I mean the opposite of being close or near to things or people.
If I’m missing, then you can’t keep the chain together.
Remember that you can keep this as difficult or as easy as you want depending on your child’s age and ability. Have fun with it!
An oldie but a goodie. You can play this with the focus being on sounds or letters. This helps develop their ability to match sounds and/or letters with objects and reinforce their knowledge of word meanings. Play at home, in the car, at the store, at the mall, or anywhere!
- Pick some random object in your surroundings that begins with the sound or letter that you’d like to work on.
- Say “I spy with my little eye, something that begins with the sound/letter ____.”

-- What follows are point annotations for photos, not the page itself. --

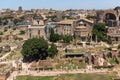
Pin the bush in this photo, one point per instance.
(5, 30)
(1, 33)
(35, 49)
(14, 28)
(22, 32)
(87, 43)
(119, 46)
(79, 43)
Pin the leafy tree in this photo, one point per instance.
(52, 51)
(1, 33)
(54, 37)
(119, 46)
(100, 31)
(34, 49)
(91, 17)
(67, 38)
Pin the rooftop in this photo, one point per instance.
(66, 22)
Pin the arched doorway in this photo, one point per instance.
(110, 20)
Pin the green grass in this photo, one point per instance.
(80, 65)
(71, 77)
(34, 78)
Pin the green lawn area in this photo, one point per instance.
(71, 77)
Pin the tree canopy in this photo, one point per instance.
(67, 38)
(100, 31)
(53, 36)
(52, 51)
(33, 49)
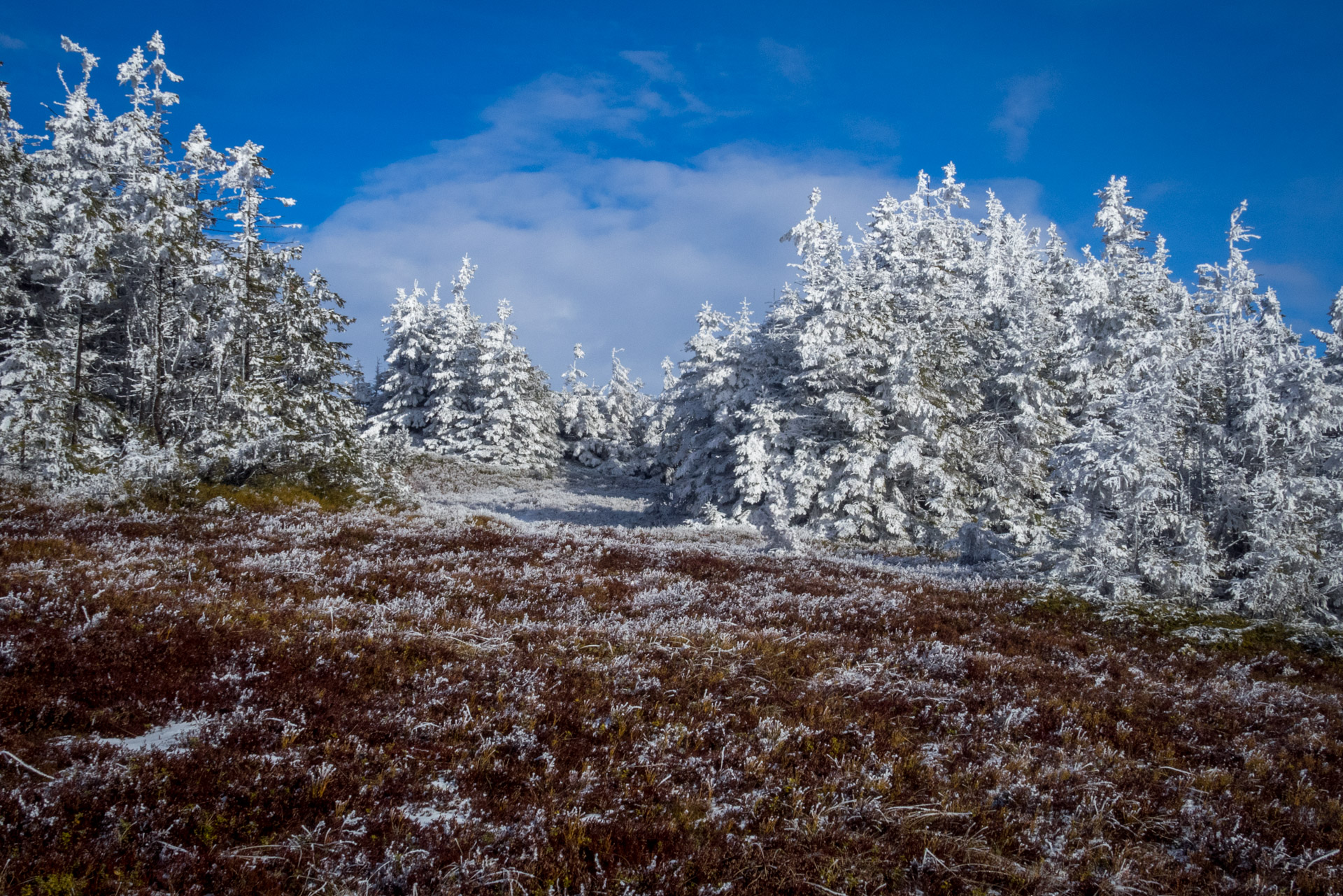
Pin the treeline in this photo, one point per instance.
(951, 385)
(151, 321)
(938, 383)
(966, 387)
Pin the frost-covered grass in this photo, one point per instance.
(297, 702)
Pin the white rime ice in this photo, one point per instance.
(957, 387)
(458, 387)
(152, 324)
(960, 387)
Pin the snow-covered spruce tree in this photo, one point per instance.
(454, 418)
(1021, 414)
(33, 386)
(844, 413)
(697, 455)
(413, 331)
(625, 408)
(581, 418)
(518, 417)
(1272, 492)
(129, 328)
(316, 410)
(604, 427)
(73, 270)
(1125, 509)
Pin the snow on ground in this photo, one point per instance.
(403, 703)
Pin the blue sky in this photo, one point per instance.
(611, 167)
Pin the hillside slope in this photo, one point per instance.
(369, 703)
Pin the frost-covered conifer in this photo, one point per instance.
(516, 410)
(697, 453)
(581, 420)
(1123, 504)
(129, 325)
(454, 418)
(413, 338)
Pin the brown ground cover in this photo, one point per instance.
(383, 704)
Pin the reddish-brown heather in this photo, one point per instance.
(387, 704)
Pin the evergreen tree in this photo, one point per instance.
(518, 415)
(413, 338)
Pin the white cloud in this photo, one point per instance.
(607, 252)
(1028, 97)
(655, 65)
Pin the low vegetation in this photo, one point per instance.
(300, 700)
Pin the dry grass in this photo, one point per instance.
(386, 704)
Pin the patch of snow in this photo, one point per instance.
(166, 738)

You can have your child repeat the rhyme when giving you the answer. Then they can even take a turn asking you to find an object!
- Take this opportunity to discuss meanings of words they don’t know by choosing/pointing out objects they may not be familiar with.
A fun and educational way to spend some time…
- Tell your child that you will pretend to go somewhere (park, beach, store, etc.) and see lots of things that start with the letter /(target sound)/ sound.
- Practice words that start with the sound you are working with. For example: /p/ – porcupine, potato, pants, panda.
- Then you can start by saying or singing, “On my way to the store, I saw a panda, that starts with a /p/.”
- Then they can take a turn saying it once they get the hang of it. This game is great in the car, while you’re waiting for an appointment, or where ever. The sillier the answers the better!